Personal information
- Full name: David Jonathan Wiggett
- Date of birth: 25 May 1957
- Place of birth: Chapeltown, England
- Date of death: 23 March 1978 (aged 20)
- Place of death: England
- Height: 6 ft 0 in (1.83 m)
- Position: Defender

Senior career*
- Years: Team / Apps / (Gls)
- 1974–1976: Lincoln City / 6 / (0)
- 1976–1978: Hartlepool United / 54 / (1)

= Dave Wiggett =

English footballer

David Wiggett (25 May 1957 – 23 March 1978) was an English footballer who played for Lincoln City and Hartlepool United before losing his life in a car crash.

Wiggett, a left-back, began his career at Graham Taylor's Lincoln City, making his first-team debut in 1974. He made only a handful of appearances for the Imps, and joined Hartlepool in October 1976, where he made his debut in a Division Four match against Colchester United. During his 18-month spell at Hartlepool, Wiggett played 60 matches for the club, and scored one goal. On 23 March 1978 Wiggett was killed in a car crash. He was a passenger in a car driven by his Hartlepool teammate Bob Newton.

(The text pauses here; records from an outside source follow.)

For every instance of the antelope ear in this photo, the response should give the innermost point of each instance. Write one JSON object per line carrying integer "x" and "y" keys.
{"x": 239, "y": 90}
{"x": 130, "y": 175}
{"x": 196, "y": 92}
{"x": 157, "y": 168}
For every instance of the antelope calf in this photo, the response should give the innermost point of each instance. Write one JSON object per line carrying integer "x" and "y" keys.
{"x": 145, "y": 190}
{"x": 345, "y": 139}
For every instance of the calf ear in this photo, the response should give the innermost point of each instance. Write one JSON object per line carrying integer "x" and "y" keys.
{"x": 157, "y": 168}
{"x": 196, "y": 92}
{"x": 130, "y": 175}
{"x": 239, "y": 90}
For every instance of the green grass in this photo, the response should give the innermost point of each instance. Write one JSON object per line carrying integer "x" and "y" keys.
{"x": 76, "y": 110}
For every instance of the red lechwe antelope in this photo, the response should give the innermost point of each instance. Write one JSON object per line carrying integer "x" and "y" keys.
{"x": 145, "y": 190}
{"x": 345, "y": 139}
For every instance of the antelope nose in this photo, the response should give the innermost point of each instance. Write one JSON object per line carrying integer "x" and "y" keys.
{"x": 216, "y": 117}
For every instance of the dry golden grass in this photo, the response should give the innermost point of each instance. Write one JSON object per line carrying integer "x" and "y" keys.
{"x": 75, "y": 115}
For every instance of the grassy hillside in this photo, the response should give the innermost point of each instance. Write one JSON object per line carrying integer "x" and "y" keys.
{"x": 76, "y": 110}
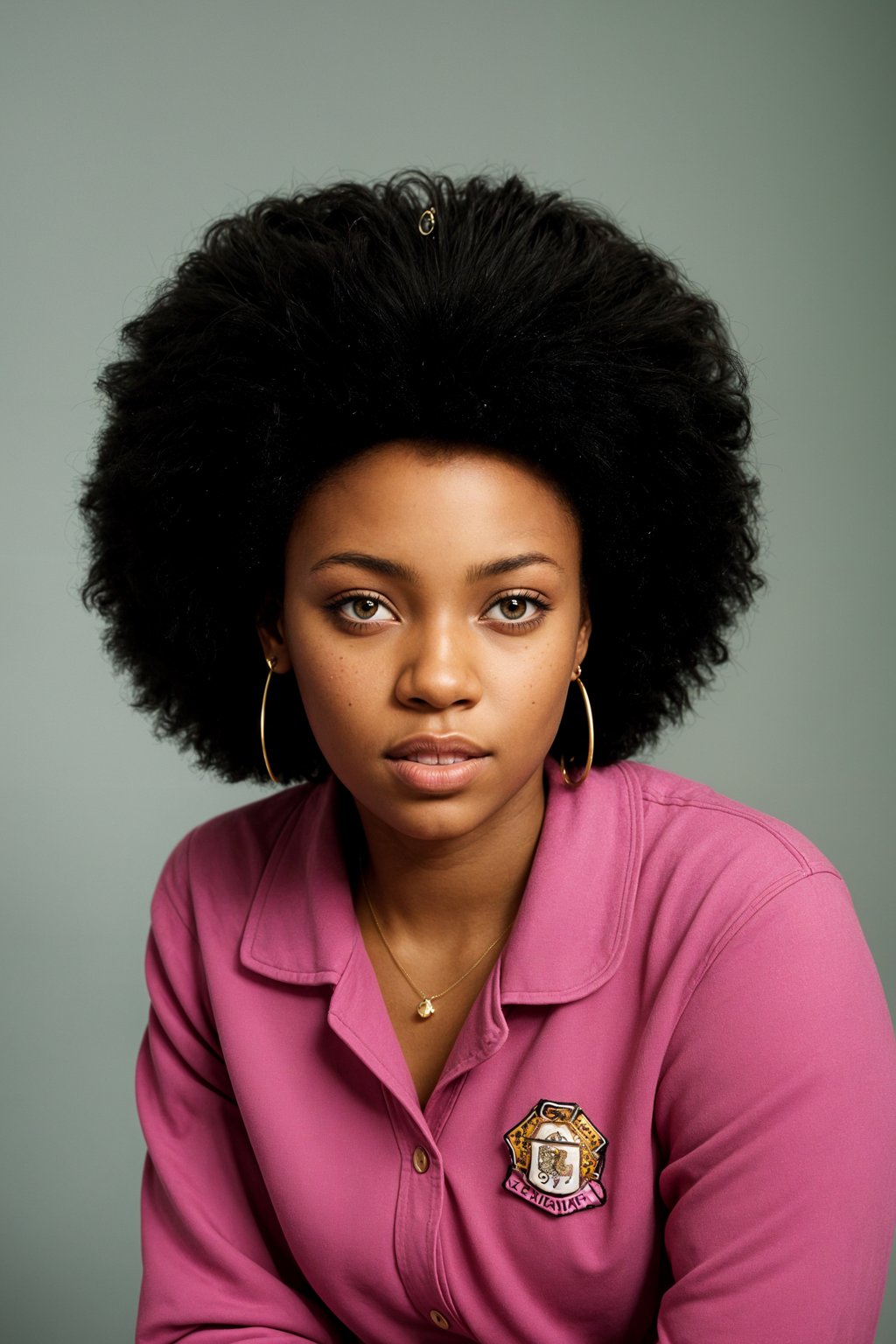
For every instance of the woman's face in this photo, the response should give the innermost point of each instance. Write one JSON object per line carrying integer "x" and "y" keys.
{"x": 433, "y": 617}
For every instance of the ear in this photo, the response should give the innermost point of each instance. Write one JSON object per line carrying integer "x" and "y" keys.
{"x": 270, "y": 634}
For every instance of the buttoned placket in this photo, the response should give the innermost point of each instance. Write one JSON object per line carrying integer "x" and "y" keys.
{"x": 421, "y": 1191}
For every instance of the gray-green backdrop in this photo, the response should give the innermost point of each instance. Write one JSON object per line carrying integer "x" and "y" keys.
{"x": 750, "y": 142}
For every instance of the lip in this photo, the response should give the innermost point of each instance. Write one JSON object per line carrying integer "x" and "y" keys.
{"x": 433, "y": 764}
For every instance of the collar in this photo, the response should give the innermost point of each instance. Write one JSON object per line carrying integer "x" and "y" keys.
{"x": 570, "y": 932}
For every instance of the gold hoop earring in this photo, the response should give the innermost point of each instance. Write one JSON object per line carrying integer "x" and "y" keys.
{"x": 567, "y": 779}
{"x": 271, "y": 664}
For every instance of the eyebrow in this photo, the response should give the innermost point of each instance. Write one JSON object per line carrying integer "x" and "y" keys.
{"x": 396, "y": 570}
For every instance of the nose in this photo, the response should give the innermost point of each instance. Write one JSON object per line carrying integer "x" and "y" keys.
{"x": 438, "y": 671}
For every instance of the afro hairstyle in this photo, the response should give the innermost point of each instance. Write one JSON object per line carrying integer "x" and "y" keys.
{"x": 313, "y": 326}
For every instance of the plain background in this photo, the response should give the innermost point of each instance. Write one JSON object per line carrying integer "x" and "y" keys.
{"x": 751, "y": 143}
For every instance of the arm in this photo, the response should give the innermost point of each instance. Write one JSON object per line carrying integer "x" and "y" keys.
{"x": 777, "y": 1113}
{"x": 216, "y": 1268}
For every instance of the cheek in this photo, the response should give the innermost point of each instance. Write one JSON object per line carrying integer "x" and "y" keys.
{"x": 335, "y": 695}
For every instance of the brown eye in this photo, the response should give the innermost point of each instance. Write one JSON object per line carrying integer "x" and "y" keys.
{"x": 512, "y": 608}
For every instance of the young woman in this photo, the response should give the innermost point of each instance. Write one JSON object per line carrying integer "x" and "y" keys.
{"x": 477, "y": 1026}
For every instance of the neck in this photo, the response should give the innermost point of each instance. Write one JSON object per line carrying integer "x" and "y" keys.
{"x": 457, "y": 890}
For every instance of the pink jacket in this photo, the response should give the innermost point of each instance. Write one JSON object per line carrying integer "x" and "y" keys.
{"x": 669, "y": 1116}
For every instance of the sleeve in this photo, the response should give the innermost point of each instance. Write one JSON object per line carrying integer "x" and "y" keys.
{"x": 216, "y": 1266}
{"x": 777, "y": 1118}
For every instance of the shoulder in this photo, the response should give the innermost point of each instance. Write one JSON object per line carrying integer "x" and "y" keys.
{"x": 710, "y": 865}
{"x": 680, "y": 810}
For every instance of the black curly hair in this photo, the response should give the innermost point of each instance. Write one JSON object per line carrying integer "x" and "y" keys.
{"x": 316, "y": 324}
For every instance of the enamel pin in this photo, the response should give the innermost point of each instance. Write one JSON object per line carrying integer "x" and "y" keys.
{"x": 556, "y": 1158}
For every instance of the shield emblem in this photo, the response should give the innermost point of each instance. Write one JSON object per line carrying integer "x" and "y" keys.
{"x": 557, "y": 1158}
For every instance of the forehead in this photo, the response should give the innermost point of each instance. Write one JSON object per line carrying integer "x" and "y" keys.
{"x": 413, "y": 501}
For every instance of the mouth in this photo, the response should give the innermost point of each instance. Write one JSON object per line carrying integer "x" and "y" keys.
{"x": 437, "y": 765}
{"x": 436, "y": 750}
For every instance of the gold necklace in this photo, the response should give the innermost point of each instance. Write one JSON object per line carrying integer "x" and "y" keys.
{"x": 424, "y": 1007}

Two days after the crash, a minute of silence was observed before Hartlepool's away match against arch-rivals Darlington. Allegedly, sections of the Darlington crowd chanted throughout the minute of silence, and what followed was a very bad-tempered match Hartlepool eventually won 2–1. Following the match, Hartlepool manager Billy Horner, himself a former Darlington player, called the offending Darlo fans "a disgrace to their club, their town, and the human race".